There are websites aplenty listing and describing the various fiction novel genres. In listing categories, they go all the way from a basic fifteen to, in one case, one hundred and forty-four.

Different guidelines apply to differing genres, while at the same time sharing some baseline commonalities. The following remarks apply to the genre we shall call Adventure or Action-Adventure.

There is also an abundance of internet comment on the elements of the Adventure novel. General agreement favors three aspects of such: description, dialogue, and action. An author’s task is to balance these three in a way that both tells the story well and guards against reader boredom. Overuse or underuse of any one of them can spoil the effort. Teachers of creative writing come at this from a variety of angles, but the general agreement for the Adventure genre is for weight to be given to action, dialogue, and description . . . in that order.
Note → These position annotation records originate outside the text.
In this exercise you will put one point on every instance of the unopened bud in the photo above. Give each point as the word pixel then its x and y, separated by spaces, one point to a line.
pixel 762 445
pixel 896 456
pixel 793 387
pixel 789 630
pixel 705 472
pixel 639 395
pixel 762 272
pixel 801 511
My purpose here is caution on the overabundant use of description. I am currently struggling to complete a book by a well-known author of over fifty novels. The name of the book and author are not revealed to protect the guilty. The novel, which is a cops-and-criminals, good-and-bad-guys story, has lots of four and five star ratings on the internet, so it apparently does not bother some people. But the garish overuse of description makes the reading tedious and boring. A character spouts a one-sentence line which is then followed by two pages of description before another person responds with one sentence, followed by another page or two of description. This happens over and over throughout the book. I find myself skipping over large sections just to get to the next character’s comment, or action of some kind that brings some liveliness to the slow pace of this crime story.


Some description is needed in every novel, but overdoing it can easily slow down an Action-Adventure story to a turtle pace . . . and lose readers in the process.

Balancing acts are always tricky. Find the right combination of the three aspects of fiction writing is one of the tricks of the trade.